Maharaja of Orchha
- Reign: 3 March 1930 – 10 October 1956
- Coronation: 4 November 1930
- Predecessor: Pratap Singh Ju Deo
- Successor: Devendra Singh
- Born: 14 April 1899
- Died: 7 October 1956 (aged 57)
- Issue: Devendra Singh; Sudha Kumari;

Names
- Vir Singh Ju Deo

Regnal name
- Vir Singh II
- House: Orchha
- Dynasty: Bundela
- Father: Bhagwant Singh Ju Deo

= Vir Singh Judeo =

Maharaja of Orchha from 1930 to 1956

Vir Singh Ju Deo (also spelt Bir Singh Ju Deo) was the Maharaja of Orchha (in Bundelkhand) from 1930 until his death in 1956.

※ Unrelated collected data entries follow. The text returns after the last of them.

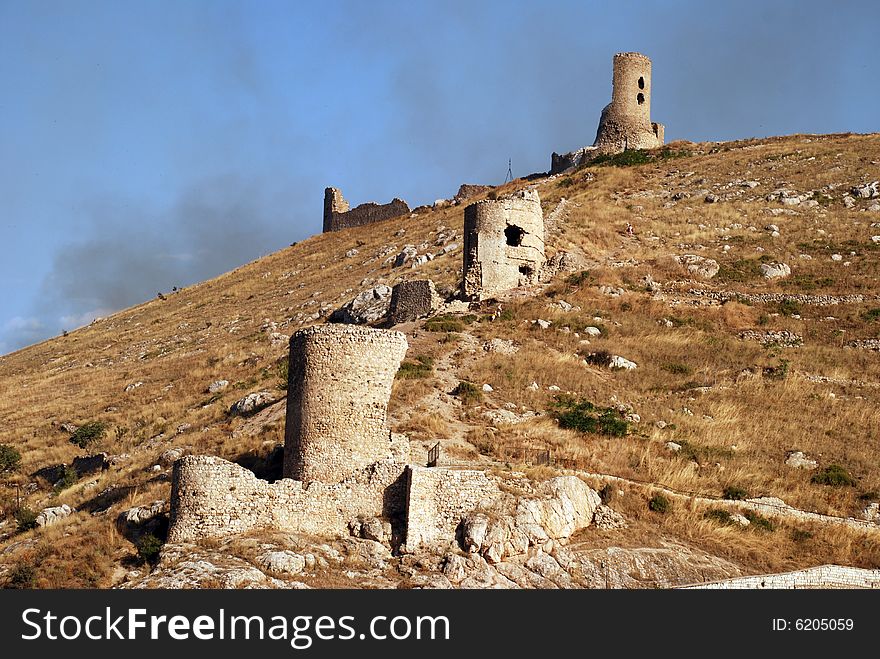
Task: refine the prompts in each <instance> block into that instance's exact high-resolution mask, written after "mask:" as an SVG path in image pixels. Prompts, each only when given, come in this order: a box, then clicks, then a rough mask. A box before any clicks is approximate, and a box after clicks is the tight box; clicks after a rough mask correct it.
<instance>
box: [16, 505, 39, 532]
mask: <svg viewBox="0 0 880 659" xmlns="http://www.w3.org/2000/svg"><path fill="white" fill-rule="evenodd" d="M15 522H16V524H17V525H18V530H19V531H21V532H22V533H24V532H25V531H30V530H31V529H33V528H36V526H37V513H35V512H34V511H33V510H31V509H30V508H28V507H27V506H22V507H21V508H19V509H18V510H16V511H15Z"/></svg>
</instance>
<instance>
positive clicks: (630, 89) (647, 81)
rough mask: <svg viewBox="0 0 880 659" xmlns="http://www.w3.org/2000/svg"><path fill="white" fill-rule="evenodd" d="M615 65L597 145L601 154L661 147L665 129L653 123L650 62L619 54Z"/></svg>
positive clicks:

==Early life, family, and education==
He was born on 14 April 1899 to Bhagwant Singh Ju Deo, the heir apparent of Orchha. He was educated at Daly College in Indore, Rajkumar College in Rajkot, and Mayo College in Ajmer. He received administrative training in the Saugor district, Central Provinces. His father died in December 1920, leaving behind four sons. As the eldest, he was designated the heir apparent to Orchha. He, along with his grandfather, Pratap Singh Ju Deo, his father, and his brother, Karan Singh, attended the Delhi Durbar of 1911, which was held to proclaim George V and Mary as Emperor and Empress of India. On this occasion, he acted as a page to George V. He married twice—first on 4 March 1919 to a sister of the Thakore of Wadhwan, and later to a granddaughter of the Maharaja of Gondal. From his first wife, he had one son, Devendra Singh, born on 6 November 1919. By his second wife, he had a daughter, Sudha Kumari, born on 22 November 1930. She married Ratan Singh of Dhami.

==Reign==
Upon the death of his grandfather, Pratap Singh Ju Deo, on 3 March 1930, he succeeded him as the Maharaja of Orchha. His coronation took place on 4 November 1930, when R.J.W. Wheel, then Agent to the Governor-general in Central India, installed him on the throne by placing the mukut on his head. Right after his coronation, he announced the opening of 100 primary schools. In 1930, when the Baghelkhand branch of the Indian National Congress began its agitation to raise public awareness in Bundelkhand, it also influenced the environment in Orchha. As a result, people started opposing feudalism and monarchy. In 1932, during the Shivaratri festival at Kundeshwar, Jawala Singh displayed cartoons—one of which depicted the Vir milking the people, represented as a cow. This portrayal sparked opposition against the monarchy. In 1933, when Chandra Shekhar Azad arrived in Orchha, he intensified efforts to raise public awareness against British rule. As a result, a state servant, Lalaram Bajpai, resigned from his position in Nakedari and joined the Congress. In 1937, when Jawaharlal Nehru was not permitted to halt in Tikamgarh to promote the Congress's electoral cause, it enraged the people against the Vir. He had the state area surveyed. While in Mumbai on 17 December 1946, he announced that he would form a responsible government in his state. Accordingly, on 10 January 1947, he established a responsible cabinet in Orchha. This cabinet, with Rama Shankar Shukla as prime minister, Mankameshwarnath Jutsi as revenue minister, Tribhuvan Kumar Pandey as home minister, and Chaturbhuj Pathak nominated as education and social welfare minister, began its work on 11 January 1947. When India gained independence on 15 August 1947, he, in line with the will of the people, established a responsible government by transferring power to the masses on 17 December 1947. When the covenant for the merger of the states of Bundelkhand and Baghelkhand to form Vindhya Pradesh was finalized, he, along with the other rulers of Bundelkhand, signed it at Nowgong in March 1948.

==Death==
He died on 7 October 1956. His son, Devendra, was recognized as the Maharaja of Orchha by the Government of India on 21 November 1956.

== Honours ==
He was appointed Knight Commander of the Order of the Star of India in 1936.